CSIS still can not arrest or hold a suspect. That’s left to the RCMP, which will get expanded powers of its own — detaining people longer, seven rather than the current three days, without warrant before appearing before a judge, to prevent a crime. Further, it will be easier for the national police force to get a warrant for a peace bond that curtails the rights of suspects they believe “may” (not will) commit a crime.

There are huge privacy concerns for Canadians in this proposed law. What monitoring of data and personal information sharing can Canadians expect in this bill? It shreds the rules for protecting the hundreds of thousands of tiny details of ordinary lives collected by government in a myriad of ways. The bill permits departments and agencies to pass the details of our personal lives onward if they believe it useful in the campaign to protect national security. Moreover, there is limited oversight. The Harper government has bridled at the suggestion stronger oversight by Parliament is required of CSIS.

The core of Canada’s anti-terrorism laws, tested before the Supreme Court, has remained intact after repeated challenges. Emboldened, perhaps, the Harper government is using the “lone-wolf” attacks against Canadian Forces soldiers in Quebec and at Parliament Hill last fall as a premise to extend extraordinary new powers to CSIS and the RCMP. Yet, as the RCMP said itself, there was no evidence for it to have foreseen either of the attacks.

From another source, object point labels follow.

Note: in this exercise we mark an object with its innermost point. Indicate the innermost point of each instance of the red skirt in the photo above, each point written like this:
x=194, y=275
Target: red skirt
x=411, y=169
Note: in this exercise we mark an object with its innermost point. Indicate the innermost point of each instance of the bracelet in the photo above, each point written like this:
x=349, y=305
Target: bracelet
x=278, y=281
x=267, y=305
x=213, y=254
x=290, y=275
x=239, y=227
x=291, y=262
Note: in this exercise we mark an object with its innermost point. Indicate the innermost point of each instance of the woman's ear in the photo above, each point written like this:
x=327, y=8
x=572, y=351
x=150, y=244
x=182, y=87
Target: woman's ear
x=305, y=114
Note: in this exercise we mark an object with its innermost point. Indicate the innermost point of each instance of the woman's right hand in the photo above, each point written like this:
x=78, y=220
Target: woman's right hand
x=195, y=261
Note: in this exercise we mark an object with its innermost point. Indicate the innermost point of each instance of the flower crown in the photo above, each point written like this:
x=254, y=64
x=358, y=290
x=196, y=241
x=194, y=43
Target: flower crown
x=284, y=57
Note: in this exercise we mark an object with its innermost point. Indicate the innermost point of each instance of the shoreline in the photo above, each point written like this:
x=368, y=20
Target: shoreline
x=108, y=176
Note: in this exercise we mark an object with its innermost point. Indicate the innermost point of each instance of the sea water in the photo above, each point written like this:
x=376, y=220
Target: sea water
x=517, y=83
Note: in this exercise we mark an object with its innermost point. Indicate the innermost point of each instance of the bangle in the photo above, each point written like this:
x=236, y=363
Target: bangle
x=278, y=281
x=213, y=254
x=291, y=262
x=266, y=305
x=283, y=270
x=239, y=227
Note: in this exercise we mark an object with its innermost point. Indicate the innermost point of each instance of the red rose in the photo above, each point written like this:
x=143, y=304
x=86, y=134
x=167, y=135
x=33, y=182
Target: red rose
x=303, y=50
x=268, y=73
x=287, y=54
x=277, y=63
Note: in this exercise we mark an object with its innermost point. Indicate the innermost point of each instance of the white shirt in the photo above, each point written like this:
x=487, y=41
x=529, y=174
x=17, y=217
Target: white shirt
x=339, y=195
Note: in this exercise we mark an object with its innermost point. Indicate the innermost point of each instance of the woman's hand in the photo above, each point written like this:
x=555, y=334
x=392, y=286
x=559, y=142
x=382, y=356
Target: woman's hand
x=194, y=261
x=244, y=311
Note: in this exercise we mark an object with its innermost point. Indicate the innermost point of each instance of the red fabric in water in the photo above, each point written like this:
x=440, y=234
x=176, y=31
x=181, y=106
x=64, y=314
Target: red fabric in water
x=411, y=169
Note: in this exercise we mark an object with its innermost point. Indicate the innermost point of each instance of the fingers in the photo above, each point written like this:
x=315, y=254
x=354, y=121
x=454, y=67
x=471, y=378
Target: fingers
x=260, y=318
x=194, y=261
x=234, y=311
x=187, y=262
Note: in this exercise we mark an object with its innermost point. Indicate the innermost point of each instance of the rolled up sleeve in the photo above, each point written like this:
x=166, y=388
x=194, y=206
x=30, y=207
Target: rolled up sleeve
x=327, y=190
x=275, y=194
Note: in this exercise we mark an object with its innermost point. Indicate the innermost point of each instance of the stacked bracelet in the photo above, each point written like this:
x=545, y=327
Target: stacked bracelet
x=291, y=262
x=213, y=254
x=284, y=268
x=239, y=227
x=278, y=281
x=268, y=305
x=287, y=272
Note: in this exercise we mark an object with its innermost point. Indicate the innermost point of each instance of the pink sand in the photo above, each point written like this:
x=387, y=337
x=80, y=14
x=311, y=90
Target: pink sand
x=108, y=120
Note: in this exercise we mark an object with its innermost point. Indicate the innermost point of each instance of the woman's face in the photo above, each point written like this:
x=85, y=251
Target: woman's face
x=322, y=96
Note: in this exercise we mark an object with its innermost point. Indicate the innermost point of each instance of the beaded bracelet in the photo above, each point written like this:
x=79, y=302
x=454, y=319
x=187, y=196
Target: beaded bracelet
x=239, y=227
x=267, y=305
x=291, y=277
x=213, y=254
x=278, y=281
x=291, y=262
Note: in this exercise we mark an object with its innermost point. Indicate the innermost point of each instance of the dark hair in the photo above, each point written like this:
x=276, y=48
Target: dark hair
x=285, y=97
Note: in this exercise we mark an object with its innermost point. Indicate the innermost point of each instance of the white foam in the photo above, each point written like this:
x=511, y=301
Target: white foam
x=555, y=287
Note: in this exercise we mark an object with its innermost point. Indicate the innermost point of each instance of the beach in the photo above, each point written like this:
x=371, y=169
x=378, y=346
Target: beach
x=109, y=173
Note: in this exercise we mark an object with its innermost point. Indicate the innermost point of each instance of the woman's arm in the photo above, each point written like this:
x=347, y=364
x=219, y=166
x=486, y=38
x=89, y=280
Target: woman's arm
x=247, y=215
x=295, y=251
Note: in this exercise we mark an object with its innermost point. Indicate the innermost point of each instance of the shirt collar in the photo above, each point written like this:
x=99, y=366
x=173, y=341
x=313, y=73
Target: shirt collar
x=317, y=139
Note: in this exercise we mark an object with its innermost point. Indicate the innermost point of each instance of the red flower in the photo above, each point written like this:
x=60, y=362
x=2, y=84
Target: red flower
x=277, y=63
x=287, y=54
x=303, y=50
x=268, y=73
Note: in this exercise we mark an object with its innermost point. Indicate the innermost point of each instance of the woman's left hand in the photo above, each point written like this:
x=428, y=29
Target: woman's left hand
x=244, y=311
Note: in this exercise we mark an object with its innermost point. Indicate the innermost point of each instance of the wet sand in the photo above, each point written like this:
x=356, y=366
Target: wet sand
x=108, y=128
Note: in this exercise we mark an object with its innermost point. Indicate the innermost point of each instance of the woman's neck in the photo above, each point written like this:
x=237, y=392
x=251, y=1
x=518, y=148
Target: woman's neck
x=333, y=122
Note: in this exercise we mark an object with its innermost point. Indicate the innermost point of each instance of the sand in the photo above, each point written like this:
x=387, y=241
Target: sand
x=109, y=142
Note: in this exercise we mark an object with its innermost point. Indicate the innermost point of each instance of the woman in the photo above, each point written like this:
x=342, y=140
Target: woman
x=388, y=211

But there is ample evidence of the tragic consequences that occur when security agencies engage in a hostile rivalry. The Air India terrorist attack in 1985, and the “rendition” by the U.S., with the help of Canadian intelligence, of Maher Arar to a torture cell in Syria, both show what happens when two national security agencies aggressively refuse to co-operate to keep Canadians safe.

Turning CSIS into a police force with bigger muscle will confuse their roles and invite rivalry, undoing the hard lessons of the past. If the Harper government cannot show where such powers would have made a difference in the defence of security, it cannot justify the risk this bill would entail.